The Internal Revenue Service has posted three samples of what it thinks the new federal life insurance policy sale tax rules will do to the affected taxpayers’ taxable income.
The scenarios imply that the new tax rules could lead to big cuts in taxable income for many policyholders who sell policies to life settlement companies.
When the life settlement companies sell policies to investors, their own taxable income may stay about the same.
IRS officials published the life insurance policy sale tax scenarios Monday, in Revenue Ruling 2020-05.
- A copy of IRS Revenue Ruling 2020-05 is available here.
- An article about the new Tax Cuts and Jobs Act life settlement transaction reporting regulations is available here.
- An article about IRS Revenue Ruling 2009-13 and IRS Revenue Ruling 2009-14 is available here.
The IRS created the samples to show taxpayers how it’s interpreting Section 13521 of the Tax Cuts and Jobs Act of 2017 (TCJA).
The Old Rules
Life settlement companies have been buying life insurance policies from consumers for decades.
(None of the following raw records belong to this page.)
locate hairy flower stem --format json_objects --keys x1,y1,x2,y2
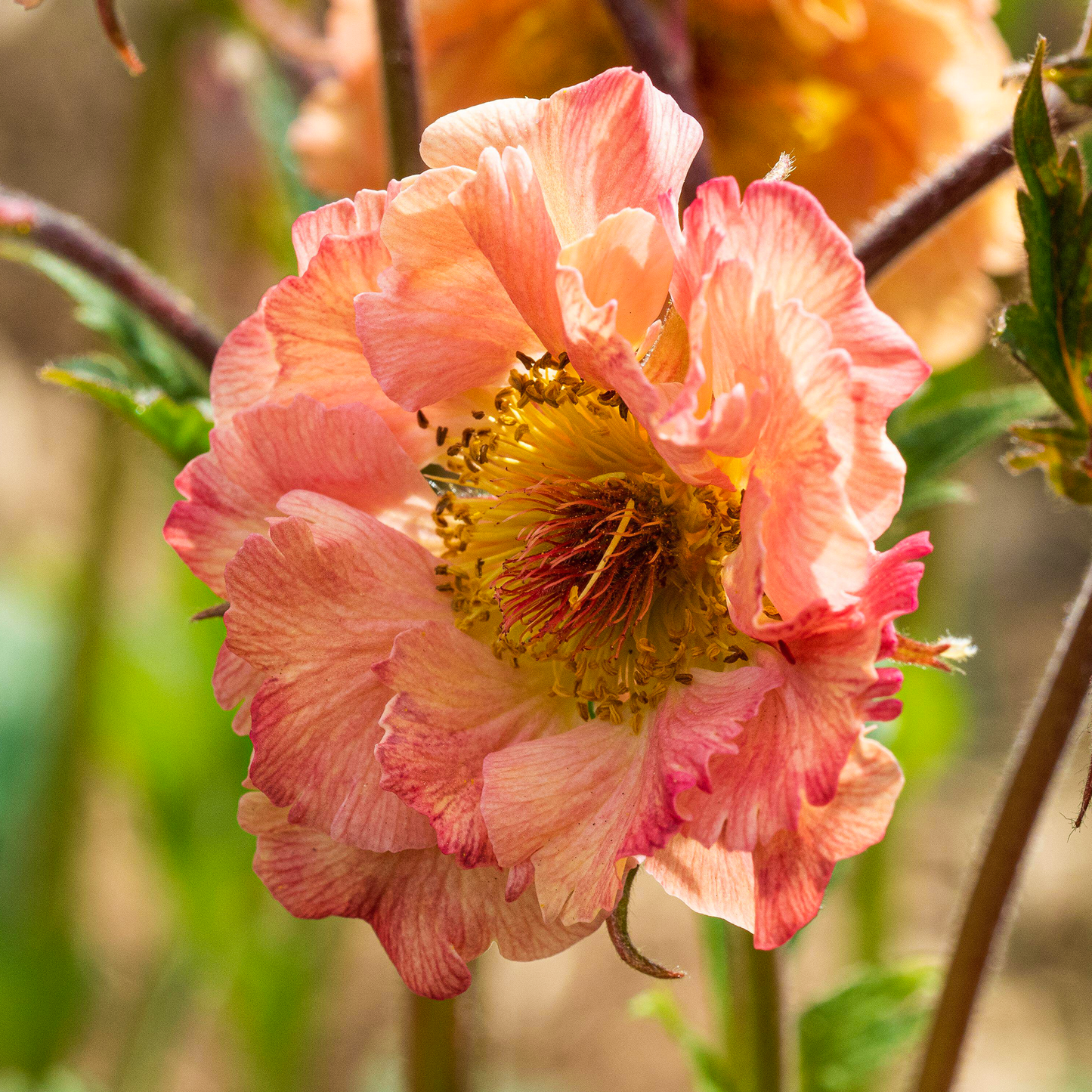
[
  {"x1": 702, "y1": 917, "x2": 793, "y2": 1092},
  {"x1": 407, "y1": 994, "x2": 466, "y2": 1092},
  {"x1": 0, "y1": 186, "x2": 221, "y2": 370},
  {"x1": 376, "y1": 0, "x2": 425, "y2": 178},
  {"x1": 853, "y1": 88, "x2": 1090, "y2": 280},
  {"x1": 604, "y1": 0, "x2": 713, "y2": 209},
  {"x1": 914, "y1": 567, "x2": 1092, "y2": 1092}
]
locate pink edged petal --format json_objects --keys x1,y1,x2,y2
[
  {"x1": 212, "y1": 645, "x2": 265, "y2": 736},
  {"x1": 557, "y1": 265, "x2": 666, "y2": 424},
  {"x1": 451, "y1": 147, "x2": 564, "y2": 355},
  {"x1": 225, "y1": 508, "x2": 450, "y2": 851},
  {"x1": 209, "y1": 312, "x2": 280, "y2": 425},
  {"x1": 356, "y1": 167, "x2": 542, "y2": 410},
  {"x1": 685, "y1": 534, "x2": 930, "y2": 849},
  {"x1": 662, "y1": 179, "x2": 928, "y2": 538},
  {"x1": 707, "y1": 277, "x2": 873, "y2": 618},
  {"x1": 754, "y1": 739, "x2": 903, "y2": 949},
  {"x1": 164, "y1": 395, "x2": 435, "y2": 595},
  {"x1": 673, "y1": 178, "x2": 928, "y2": 416},
  {"x1": 292, "y1": 194, "x2": 360, "y2": 273},
  {"x1": 375, "y1": 621, "x2": 580, "y2": 868},
  {"x1": 524, "y1": 68, "x2": 702, "y2": 243},
  {"x1": 420, "y1": 98, "x2": 546, "y2": 169},
  {"x1": 422, "y1": 68, "x2": 702, "y2": 243},
  {"x1": 641, "y1": 834, "x2": 754, "y2": 933},
  {"x1": 292, "y1": 190, "x2": 388, "y2": 275},
  {"x1": 643, "y1": 738, "x2": 903, "y2": 949},
  {"x1": 264, "y1": 231, "x2": 388, "y2": 407},
  {"x1": 481, "y1": 667, "x2": 776, "y2": 923},
  {"x1": 563, "y1": 207, "x2": 674, "y2": 345},
  {"x1": 239, "y1": 793, "x2": 599, "y2": 998},
  {"x1": 685, "y1": 648, "x2": 860, "y2": 851},
  {"x1": 212, "y1": 186, "x2": 473, "y2": 463}
]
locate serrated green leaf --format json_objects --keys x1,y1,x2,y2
[
  {"x1": 998, "y1": 39, "x2": 1092, "y2": 432},
  {"x1": 800, "y1": 963, "x2": 938, "y2": 1092},
  {"x1": 629, "y1": 989, "x2": 736, "y2": 1092},
  {"x1": 1004, "y1": 425, "x2": 1092, "y2": 505},
  {"x1": 894, "y1": 383, "x2": 1052, "y2": 481},
  {"x1": 890, "y1": 383, "x2": 1052, "y2": 518},
  {"x1": 0, "y1": 240, "x2": 209, "y2": 402},
  {"x1": 40, "y1": 354, "x2": 212, "y2": 463}
]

The companies keep some policies in their own investment portfolios and sell other policies to other individuals or companies.
The IRS shook up the life settlement market in 2009, when it issued Revenue Ruling 2009-13 and Revenue Ruling 2009-14.
Revenue Ruling 2009-13 showed how the IRS thought the tax rules should apply to taxpayers that sold life insurance policies.
Revenue Ruling 2009-14 showed how the agency thought the rules should apply to the policy buyers.
Here’s the formula the IRS came up with in 2009, for the consumer selling a policy:
Taxable income from a policy sale = The policy’s sale price – The policy’s adjusted basis
The IRS defined a policy’s “adjusted basis” this way:
Adjusted basis = Total premiums paid – The cost-of-insurance portion of the premiums
Issuers of universal life and other forms of permanent life insurance break out the cost of insurance separately.
For term life, the IRS that assumed that the cost of insurance was the same as the premiums.
In 2009, the IRS showed an example of a consumer who had paid $64,000 in premiums for a permanent life insurance policy, and sold it for $80,000. The cost of insurance was $10,000.
Here’s how the IRS calculated the consumer’s taxable income from the policy sale:
Taxable income = $80,000 – ($64,000 – $10,000) = $26,000
The IRS also showed an example featuring a taxpayer who had paid $45,000 in premiums, or $500 per month, for a term life policy. The taxpayer sold the term life policy for $20,000, halfway through a month.
Here’s how the IRS calculated the consumer’s taxable income from the term life policy sale:
Taxable income = $20,000 – ($45,000 – $44,750) = $19,750
When the IRS developed rules for the life settlement companies, and for other companies in the business of buying and selling policies, it did not make the life settlement companies subtract the cost of insurance amounts from their premium payment total.
For a business selling a policy,
Taxable income = The policy’s sale price – Total premiums paid
The IRS provided the following scenario featuring a business that paid $20,000 for a consumer’s policy, paid $9,000 in premiums to keep the policy in force, and then sold the policy to another company for $30,000.
Taxable income = $30,000 – ($20,000 + $9,000) = $1,000
Life settlement brokers and life settlement companies said Revenue Ruling 2009-13 was hard on consumers, partly because it increased consumers’ tax bills, but partly because many consumers had no practical way to figure out what part of the premiums paid went toward the cost of insurance.